There's a momentum about Arsenal. Sure, the results can be inconsistent. The performances more so. But you can see what management are trying to do. The progress being made and the target of where they want to take this team is clearly evident - which is something you can't say for other clubs in the Premier League.
Pierre-Emerick Aubameyang's departure has upset many, not least Arsenal's exes. For them, Arteta is the culprit in all this. Martin Keown. Paul Merson. Both league winners with Arsenal. And both essentially branding Aubameyang's release to Barcelona as a failure of Arteta's man-management.
But for this column, it was a fight Arteta was always going to have to endure. The manager has a plan for this team. He also has a model in mind for the type of player he wants in this team. And Aubameyang just didn't fit.
But the former Gunners captain wasn't alone. Mesut Ozil has gone. As has Matteo Guendouzi, Shkodran Mustafi and even Hector Bellerin. Guendouzi apart, all inherited from Arsene Wenger. But these weren't the personalities, the professionals, for Arteta. And in a tetchy, pressurised media conference on Wednesday morning, the manager didn't mince his words when it came to questions about squad planning.

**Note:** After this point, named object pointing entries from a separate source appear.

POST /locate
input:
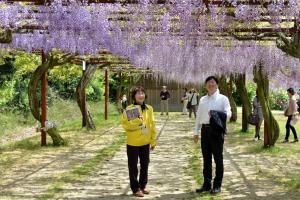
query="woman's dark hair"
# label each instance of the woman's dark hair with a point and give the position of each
(211, 78)
(291, 91)
(133, 93)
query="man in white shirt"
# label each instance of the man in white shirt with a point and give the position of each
(211, 142)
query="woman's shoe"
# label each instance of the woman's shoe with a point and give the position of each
(138, 194)
(145, 191)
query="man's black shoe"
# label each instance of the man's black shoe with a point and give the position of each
(203, 189)
(215, 190)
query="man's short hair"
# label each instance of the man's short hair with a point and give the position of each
(211, 78)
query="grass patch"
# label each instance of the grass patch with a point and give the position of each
(271, 150)
(79, 173)
(294, 184)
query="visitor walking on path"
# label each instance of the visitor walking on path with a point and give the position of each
(257, 110)
(213, 112)
(291, 112)
(141, 138)
(164, 100)
(192, 102)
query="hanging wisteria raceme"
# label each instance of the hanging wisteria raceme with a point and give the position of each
(179, 38)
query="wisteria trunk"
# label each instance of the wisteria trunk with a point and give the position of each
(87, 120)
(224, 89)
(240, 82)
(271, 128)
(34, 99)
(6, 36)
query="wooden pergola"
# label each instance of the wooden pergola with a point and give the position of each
(239, 33)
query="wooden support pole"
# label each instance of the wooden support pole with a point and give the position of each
(230, 85)
(44, 105)
(84, 118)
(106, 95)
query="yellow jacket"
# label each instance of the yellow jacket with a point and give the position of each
(135, 134)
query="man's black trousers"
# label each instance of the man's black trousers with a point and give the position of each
(212, 145)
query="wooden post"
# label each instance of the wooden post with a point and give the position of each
(84, 119)
(230, 85)
(44, 105)
(106, 95)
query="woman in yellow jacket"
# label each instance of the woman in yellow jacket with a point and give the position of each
(141, 137)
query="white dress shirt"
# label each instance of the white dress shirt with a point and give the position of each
(207, 103)
(192, 97)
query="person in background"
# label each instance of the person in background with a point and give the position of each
(124, 101)
(290, 112)
(184, 100)
(192, 97)
(164, 100)
(141, 138)
(257, 110)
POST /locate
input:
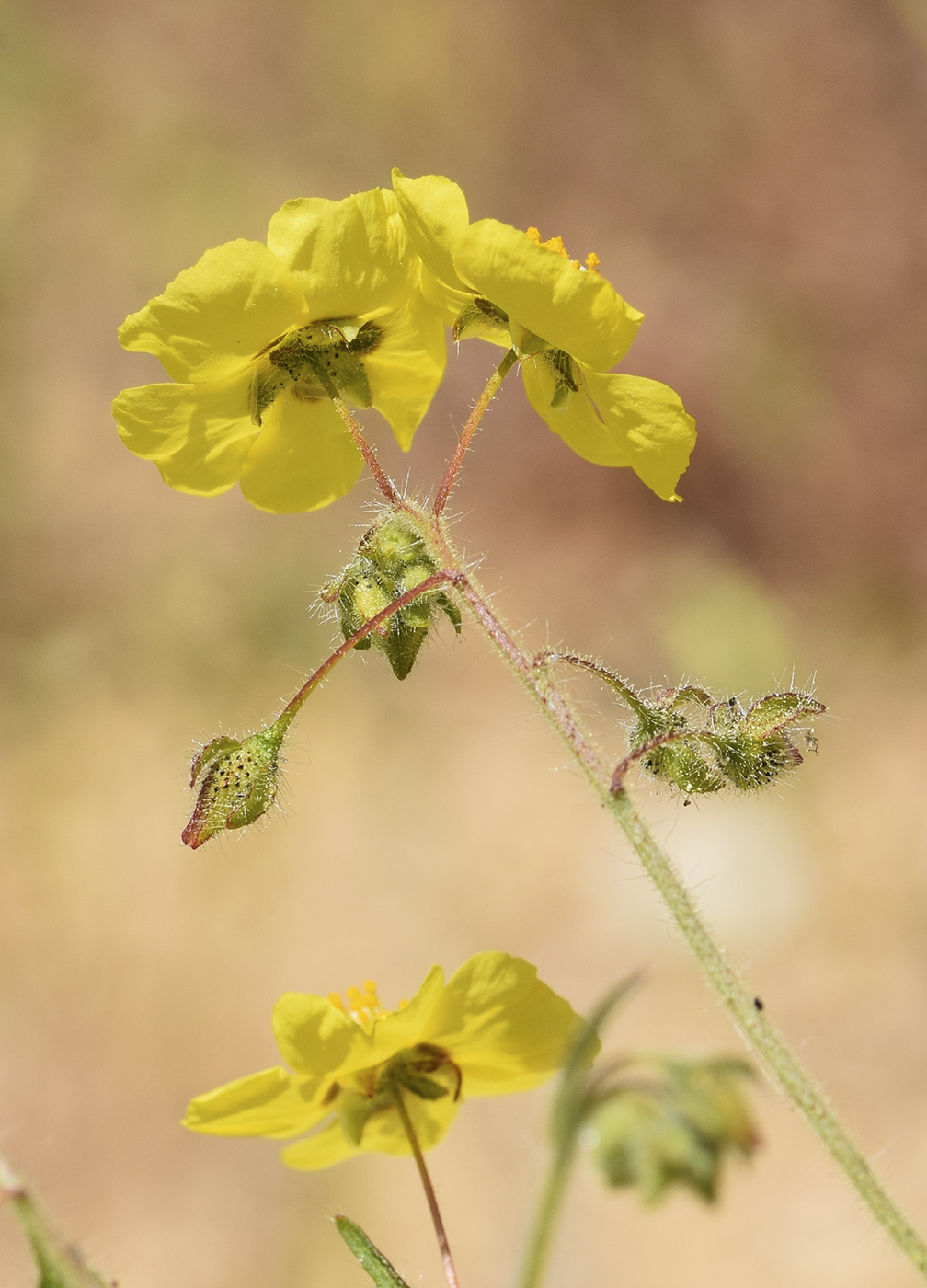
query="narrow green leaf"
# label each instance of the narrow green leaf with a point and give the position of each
(369, 1255)
(60, 1264)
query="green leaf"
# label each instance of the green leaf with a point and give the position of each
(371, 1259)
(60, 1264)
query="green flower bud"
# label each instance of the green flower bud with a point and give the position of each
(673, 1127)
(237, 782)
(699, 744)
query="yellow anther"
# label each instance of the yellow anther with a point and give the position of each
(556, 244)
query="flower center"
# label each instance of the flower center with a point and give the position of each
(363, 1005)
(592, 260)
(313, 362)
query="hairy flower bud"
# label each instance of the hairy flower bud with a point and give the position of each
(698, 743)
(237, 782)
(672, 1126)
(390, 560)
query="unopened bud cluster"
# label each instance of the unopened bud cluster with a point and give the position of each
(672, 1124)
(392, 559)
(652, 1121)
(699, 743)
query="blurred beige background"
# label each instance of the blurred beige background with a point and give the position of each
(753, 178)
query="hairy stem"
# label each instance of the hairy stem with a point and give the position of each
(759, 1032)
(450, 1272)
(470, 429)
(383, 480)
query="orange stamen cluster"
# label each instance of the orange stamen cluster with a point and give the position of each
(363, 1005)
(592, 260)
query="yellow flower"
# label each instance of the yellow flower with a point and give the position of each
(492, 1029)
(254, 337)
(564, 319)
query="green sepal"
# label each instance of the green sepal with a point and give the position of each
(369, 1256)
(427, 1088)
(479, 319)
(315, 360)
(682, 765)
(354, 1110)
(451, 611)
(237, 779)
(392, 559)
(402, 646)
(750, 763)
(779, 710)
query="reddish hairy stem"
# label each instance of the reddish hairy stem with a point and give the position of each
(444, 1247)
(470, 429)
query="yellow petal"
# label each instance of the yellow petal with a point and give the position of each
(216, 316)
(324, 1149)
(647, 420)
(399, 1029)
(572, 309)
(502, 1027)
(350, 258)
(272, 1103)
(435, 215)
(315, 1037)
(303, 459)
(199, 435)
(407, 367)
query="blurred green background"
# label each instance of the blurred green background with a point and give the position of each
(753, 178)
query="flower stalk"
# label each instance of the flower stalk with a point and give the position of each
(470, 429)
(441, 1233)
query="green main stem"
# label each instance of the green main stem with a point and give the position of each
(755, 1026)
(544, 1217)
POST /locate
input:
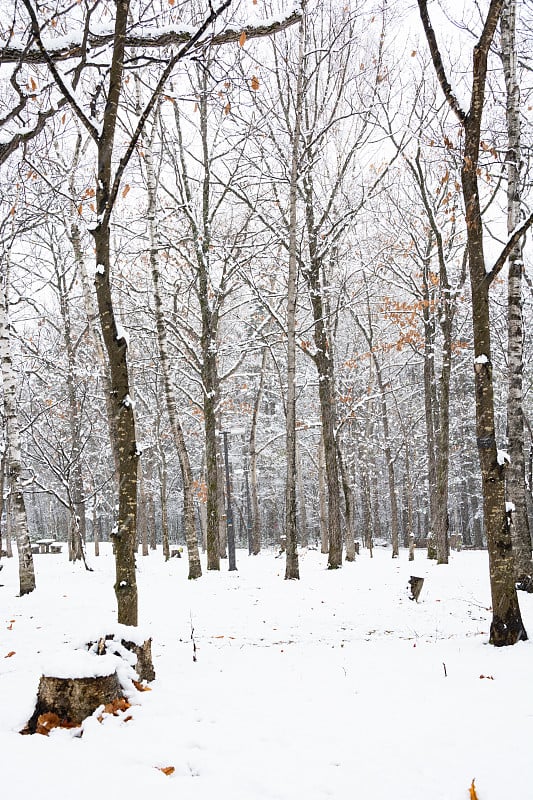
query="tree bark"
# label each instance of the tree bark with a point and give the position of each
(515, 471)
(507, 627)
(195, 569)
(17, 506)
(292, 566)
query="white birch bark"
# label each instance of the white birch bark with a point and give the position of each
(515, 472)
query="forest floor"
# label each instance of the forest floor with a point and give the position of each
(334, 686)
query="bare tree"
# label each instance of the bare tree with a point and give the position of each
(507, 627)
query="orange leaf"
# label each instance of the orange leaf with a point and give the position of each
(141, 687)
(167, 770)
(46, 723)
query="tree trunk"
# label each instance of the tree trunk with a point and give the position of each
(124, 533)
(349, 507)
(303, 535)
(515, 472)
(322, 501)
(17, 507)
(292, 566)
(195, 569)
(507, 627)
(254, 498)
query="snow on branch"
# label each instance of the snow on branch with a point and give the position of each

Ahead of Thursday night's trip to Wolves, Arteta was bombarded with questions about Aubameyang. From the decision to cut him loose. To the lack of a replacement being signed. To the striker's comments about him being the only problem he had at the club. Arteta took it all on and gave us a clear explanation of why things have been so combustible during recent transfer windows.
"We did what we believed was the right thing to do, first of all with the players that had to leave," said Arteta. "The squad composition and the contract situations were catching up in many of those situations and we had to make decisions and be fair as well with players who have not had a lot of minutes this season.

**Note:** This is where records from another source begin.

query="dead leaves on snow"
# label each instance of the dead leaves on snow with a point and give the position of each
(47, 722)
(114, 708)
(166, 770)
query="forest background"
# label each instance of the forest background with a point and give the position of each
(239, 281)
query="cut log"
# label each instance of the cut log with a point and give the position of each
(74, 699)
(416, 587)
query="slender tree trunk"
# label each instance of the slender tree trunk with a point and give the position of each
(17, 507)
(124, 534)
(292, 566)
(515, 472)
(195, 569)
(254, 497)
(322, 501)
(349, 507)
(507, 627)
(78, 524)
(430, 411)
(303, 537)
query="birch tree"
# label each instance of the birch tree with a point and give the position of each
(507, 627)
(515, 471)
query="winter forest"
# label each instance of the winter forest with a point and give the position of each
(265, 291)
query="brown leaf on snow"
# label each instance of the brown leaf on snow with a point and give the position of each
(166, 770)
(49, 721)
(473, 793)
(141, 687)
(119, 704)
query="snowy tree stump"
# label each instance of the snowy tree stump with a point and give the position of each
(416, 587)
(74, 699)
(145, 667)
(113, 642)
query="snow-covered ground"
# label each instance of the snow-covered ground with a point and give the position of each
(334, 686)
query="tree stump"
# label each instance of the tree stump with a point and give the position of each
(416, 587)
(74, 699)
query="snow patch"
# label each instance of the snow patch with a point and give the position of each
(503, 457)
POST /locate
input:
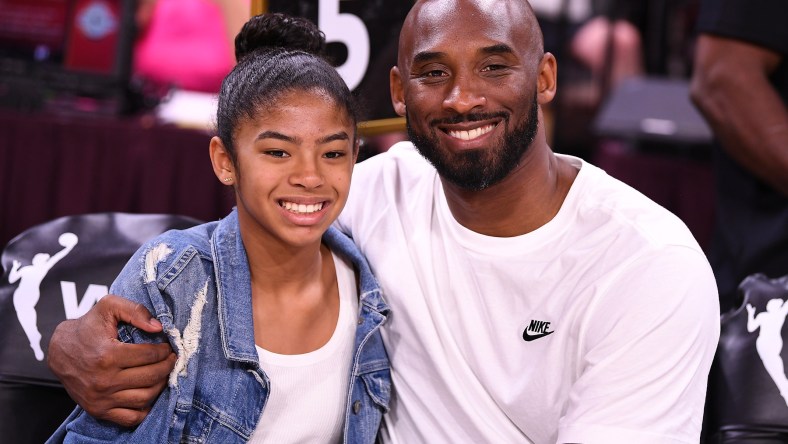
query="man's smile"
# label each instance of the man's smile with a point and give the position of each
(471, 134)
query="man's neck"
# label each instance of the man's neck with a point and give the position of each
(528, 198)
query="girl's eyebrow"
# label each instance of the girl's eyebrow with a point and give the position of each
(332, 137)
(276, 135)
(341, 135)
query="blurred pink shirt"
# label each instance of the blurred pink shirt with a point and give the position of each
(185, 45)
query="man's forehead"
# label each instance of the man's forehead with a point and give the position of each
(481, 23)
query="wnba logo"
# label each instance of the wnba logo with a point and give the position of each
(28, 292)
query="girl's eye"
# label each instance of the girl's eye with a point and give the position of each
(276, 153)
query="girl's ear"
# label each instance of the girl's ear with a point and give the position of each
(356, 146)
(222, 163)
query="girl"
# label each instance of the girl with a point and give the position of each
(274, 315)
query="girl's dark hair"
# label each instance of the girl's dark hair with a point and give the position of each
(276, 54)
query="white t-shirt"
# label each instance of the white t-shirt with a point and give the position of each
(309, 391)
(619, 300)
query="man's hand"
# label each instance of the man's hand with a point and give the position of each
(111, 380)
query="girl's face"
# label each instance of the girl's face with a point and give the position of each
(295, 161)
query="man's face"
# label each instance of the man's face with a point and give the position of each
(468, 87)
(477, 169)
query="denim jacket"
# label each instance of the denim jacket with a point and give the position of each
(197, 283)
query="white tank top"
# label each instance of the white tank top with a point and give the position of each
(308, 392)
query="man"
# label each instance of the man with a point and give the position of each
(740, 84)
(534, 298)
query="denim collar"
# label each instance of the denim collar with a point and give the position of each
(234, 292)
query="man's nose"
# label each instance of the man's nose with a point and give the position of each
(465, 95)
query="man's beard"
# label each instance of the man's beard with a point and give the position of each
(475, 170)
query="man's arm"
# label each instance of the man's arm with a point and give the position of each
(731, 88)
(111, 380)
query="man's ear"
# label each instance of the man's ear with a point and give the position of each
(397, 93)
(222, 164)
(546, 81)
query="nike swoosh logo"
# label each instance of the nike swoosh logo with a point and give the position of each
(527, 337)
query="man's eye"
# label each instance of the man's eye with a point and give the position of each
(493, 68)
(334, 154)
(433, 73)
(276, 153)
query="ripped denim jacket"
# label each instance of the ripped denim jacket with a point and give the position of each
(198, 279)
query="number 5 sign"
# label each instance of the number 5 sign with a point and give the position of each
(368, 30)
(349, 30)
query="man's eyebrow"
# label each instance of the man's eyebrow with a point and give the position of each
(425, 56)
(500, 48)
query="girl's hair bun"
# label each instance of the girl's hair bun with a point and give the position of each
(277, 30)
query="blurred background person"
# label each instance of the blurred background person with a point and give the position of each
(187, 44)
(740, 85)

"That is what we did and then we had a very clear plan of what we could do and then it has to be doable."
Aubameyang and family at his Nou Camp signing presentation
Then came the kicker, as Arteta used a question about the failure to add to the squad in January to send an unmistakable message to those who have been shipped out these past 18 months.
He continued: "Edu and his team did a fantastic job and they continue to do that, but we are very clear: we only want the best people and the best players at this club and when we are in a rush or different pressures, and the reasons are not the right ones to get a player on board, we decided not to do it."
Pressed further about Aubameyang (the entire presser would always return to questions about the Gabonese), Arteta again didn't play coy. The explanation for his departure was simple: this isn't the Arsenal he first joined. The culture and the leeway Wenger gave his players no longer exists. It just doesn't serve what is needed inside the club today.
"I think it ended up in the best possible way for everybody," insisted Arteta. "I think when things change and the context changes, this is part of football. What we did yesterday or a month ago is not relevant.
"It's what we're doing today and what we're going to be able to do in the future and you have to make the decisions and we all made the decision that the best thing to do was to move on and now he plays for Barcelona."
Reputations don't count. History doesn't count. It's about what you can offer to Arsenal in the here and now - and into the future. Arteta articulating the work we've seen this Gunners squad undergo ever since his arrival from Manchester City.
And that was epitomised by Aubameyang. Who, as an Arsenal player, has been on a steady decline for the past 18 months. What he could offer Arsenal and Arteta today was nothing like what he was producing in that FA Cup winning run of 2020. And no amount of handing wringing from his fans in the media could paper over these ever widening cracks.
Indeed, the Aubameyang of May 2020 perhaps would still be an Arsenal player today - poor timekeeping n' all. But without the numbers and form to fall back on, the antics and behaviour simply became a liability.
Arteta again, "We did what we believed was the right thing to do... with the players that hadto leave."
Big contracts. Big reputations. Of course it was going to get messy. But like with Ozil. Arteta chose to fight. And it was a fight he had to have.
Not everyone is happy about it. But for where Arteta wants to take this Arsenal team, cutting loose Aubameyang was the only decision he could make.